# honey powder?



## bigsmoken (Sep 13, 2013)

I have a question about using honey powder in rubs. Has anyone actually used it and how much does it differ than sugar. Also honey naturally pulls moisture from the atmosphere when dried out and will stick together. If you have used it in a rub does it make the rub clumpy or does the other spices keep it from clumping. I was thinking of using it instead of sugar to make a little deeper of a flavor. Should I even worry about it?


----------



## forluvofsmoke (Sep 13, 2013)

I haven't used honey powder for dry rubs (yet), although I grind dried fruits for the base-flavors in dry rubs quite often (and probably for longer than I care to remember...LOL!!!) Some of what I grind still has quite a bit of natural moisture and can get pasty, such as tart cherries, while blueberries turn into a thick liquid glue of sorts. I learned a good trick to avert this problem by mixing all the dry rub ingredients into a bowl, then grind a Tbsp or so at a time and dump into a separate bowl. I try to only mix/grind as much as I'll use, on demand, that way it's fresh. If you have leftover, you can re-grind with just a few quick pulses to loosen it up if it does clump. Some of my blends settle in fairly tight within just a few minutes of grinding, so I use a little more dry ingredients which are somewhat neutral (such as onion) to absorb a bit more of the moisture which causes this issue. For the most part though, actual clumping after it's been setting around a week or two hasn't been anything that's not quickly corrected. A bitter knife or spoon will beak it down enough to regrind easily enough.

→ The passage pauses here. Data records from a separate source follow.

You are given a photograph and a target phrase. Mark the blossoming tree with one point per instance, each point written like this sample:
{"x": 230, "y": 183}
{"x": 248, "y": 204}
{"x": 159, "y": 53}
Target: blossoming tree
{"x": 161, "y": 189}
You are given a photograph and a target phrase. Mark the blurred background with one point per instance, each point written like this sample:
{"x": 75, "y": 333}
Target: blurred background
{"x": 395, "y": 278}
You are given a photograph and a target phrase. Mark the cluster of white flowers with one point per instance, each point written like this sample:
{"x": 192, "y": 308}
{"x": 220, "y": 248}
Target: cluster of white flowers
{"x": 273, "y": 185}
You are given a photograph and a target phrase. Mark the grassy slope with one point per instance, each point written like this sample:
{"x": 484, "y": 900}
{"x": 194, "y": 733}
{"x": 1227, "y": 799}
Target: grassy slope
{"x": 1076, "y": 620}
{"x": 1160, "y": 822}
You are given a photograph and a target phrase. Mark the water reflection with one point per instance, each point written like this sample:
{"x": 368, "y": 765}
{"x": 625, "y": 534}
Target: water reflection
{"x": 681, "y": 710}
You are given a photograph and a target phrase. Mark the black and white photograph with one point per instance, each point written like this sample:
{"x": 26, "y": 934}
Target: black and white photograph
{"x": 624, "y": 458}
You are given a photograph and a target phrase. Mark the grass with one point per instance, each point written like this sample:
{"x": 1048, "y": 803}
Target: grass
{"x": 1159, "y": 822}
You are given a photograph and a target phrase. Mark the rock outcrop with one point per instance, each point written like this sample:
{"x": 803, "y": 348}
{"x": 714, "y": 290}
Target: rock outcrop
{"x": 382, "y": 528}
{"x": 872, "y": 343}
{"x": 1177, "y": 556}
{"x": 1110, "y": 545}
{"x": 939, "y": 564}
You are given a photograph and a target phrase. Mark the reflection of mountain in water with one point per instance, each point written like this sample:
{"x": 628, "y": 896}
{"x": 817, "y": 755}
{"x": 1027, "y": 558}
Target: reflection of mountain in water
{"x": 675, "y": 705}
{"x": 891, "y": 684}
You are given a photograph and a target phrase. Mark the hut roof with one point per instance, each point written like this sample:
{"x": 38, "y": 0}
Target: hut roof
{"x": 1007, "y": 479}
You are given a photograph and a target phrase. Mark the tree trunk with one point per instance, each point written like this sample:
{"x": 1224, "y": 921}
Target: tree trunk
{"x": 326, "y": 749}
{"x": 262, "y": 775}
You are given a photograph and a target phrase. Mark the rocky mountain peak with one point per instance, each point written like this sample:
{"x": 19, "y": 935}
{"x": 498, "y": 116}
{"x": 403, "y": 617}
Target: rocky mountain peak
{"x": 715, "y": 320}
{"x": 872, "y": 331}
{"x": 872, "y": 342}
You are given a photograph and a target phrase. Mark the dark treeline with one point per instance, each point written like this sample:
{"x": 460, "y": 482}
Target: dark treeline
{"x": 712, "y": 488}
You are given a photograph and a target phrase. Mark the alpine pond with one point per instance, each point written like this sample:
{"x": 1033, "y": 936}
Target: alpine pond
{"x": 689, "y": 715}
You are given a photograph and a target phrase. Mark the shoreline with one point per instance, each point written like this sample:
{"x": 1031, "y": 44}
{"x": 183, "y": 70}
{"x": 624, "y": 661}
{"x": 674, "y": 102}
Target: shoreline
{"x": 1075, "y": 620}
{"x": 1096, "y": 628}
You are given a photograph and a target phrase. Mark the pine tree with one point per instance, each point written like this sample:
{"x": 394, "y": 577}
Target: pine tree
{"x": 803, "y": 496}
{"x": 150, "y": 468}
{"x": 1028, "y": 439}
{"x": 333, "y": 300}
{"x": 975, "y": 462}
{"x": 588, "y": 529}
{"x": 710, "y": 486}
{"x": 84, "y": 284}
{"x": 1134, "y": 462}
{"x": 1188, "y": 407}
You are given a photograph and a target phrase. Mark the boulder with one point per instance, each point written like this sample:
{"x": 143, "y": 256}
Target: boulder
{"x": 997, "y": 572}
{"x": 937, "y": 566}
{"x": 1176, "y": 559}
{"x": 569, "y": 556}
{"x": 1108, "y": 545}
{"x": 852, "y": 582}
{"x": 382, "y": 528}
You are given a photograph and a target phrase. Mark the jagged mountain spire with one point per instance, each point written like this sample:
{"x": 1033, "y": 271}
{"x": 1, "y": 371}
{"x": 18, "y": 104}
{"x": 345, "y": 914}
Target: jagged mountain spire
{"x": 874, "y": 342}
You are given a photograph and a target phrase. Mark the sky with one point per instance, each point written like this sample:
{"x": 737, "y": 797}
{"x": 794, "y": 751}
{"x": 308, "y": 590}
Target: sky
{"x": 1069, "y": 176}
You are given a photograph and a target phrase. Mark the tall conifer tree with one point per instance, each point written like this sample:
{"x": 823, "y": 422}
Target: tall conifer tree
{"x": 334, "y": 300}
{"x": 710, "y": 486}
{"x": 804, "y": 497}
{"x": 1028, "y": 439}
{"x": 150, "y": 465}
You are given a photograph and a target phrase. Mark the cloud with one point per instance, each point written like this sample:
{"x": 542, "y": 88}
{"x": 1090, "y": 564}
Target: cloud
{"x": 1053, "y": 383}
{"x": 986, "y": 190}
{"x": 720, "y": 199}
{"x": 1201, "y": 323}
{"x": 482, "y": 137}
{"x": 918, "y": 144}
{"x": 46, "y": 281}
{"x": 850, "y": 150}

For the powdered honey, you may want to measure everything into a bowl like I do with fruits, then grind it up to get a good blend as your spices are ground...easy and uniform blend. Then use a shaker or old bulk spice container with a shaker lid to apply the rub. It seems that when using ingredients which tend to clump, they don't even like to be tumbled to blend it up, or they begin to clump immediately, so is you blend with the grinder, then just shake it on, should give an easier application.

Here's an example of how I grind/blend one of my more recent dry rubs:
http://www.smokingmeatforums.com/a/blueberry-cherry-dry-rub-for-pork



Eric


----------



## bigsmoken (Sep 13, 2013)

Thanks for the advice. I started to make some by puting the honey in the oven to dehydrate. Once it dries I'll try your method and see how it works. Hopefully it does. The honey is from my own beehives so it would be something special to us. The wife would be so happy if it worked. Sometimes ingredients mean more than we realize sometimes I guess.


----------



## forluvofsmoke (Sep 14, 2013)

You're most welcome!

Oh, that would be a nice way to make use of your own honey harvest. If you get the drying to work out, the rest will be a snap. I've never dried honey...would be interesting to see/read how that works out. If it turns to crystalline form, you could still break it down a little and pulse it in a blade-type grinder to make your powder. This does sound interesting!

Let me know how it goes!

Eric


----------



## bigsmoken (Sep 14, 2013)

I will let you know this is actually the first time I'm drying honey but they say to do it in the oven. I'm hoping to not mess it up. lol Id hate to think that my girls put in so much work for me to mess it up. fingers crossed


----------



## bigsmoken (Sep 14, 2013)

So the honey ended up burning in the oven and still didnt get hard.....total bust but I'm wondering if I cant make it into a hard candy and then powder it.....I'll let ya'll know how it comes out


----------



## bigsmoken (Sep 16, 2013)

still didn't work. dang well I'll keep looking on how to get it done as the honey powder on the market is crazy expensive


----------



## millerk0486 (Sep 16, 2013)

Please let us know if you succeed! I've been curious to try honey powder too, but don't feel like paying the market price either.


----------



## anglerman (Jul 6, 2016)

Old post yes yes... Has either of you purchased or made any honey powder yet?


----------



## forluvofsmoke (Jul 8, 2016)

Anglerman,

bigsmoken hasn't been logged-in here for a couple years. I haven't ventured into honey powder yet...probably due to my heavy use of ground red bell pepper when I want a sweeter profile in my rubs...sometimes, old habits are hard to break, especially when they work well for you.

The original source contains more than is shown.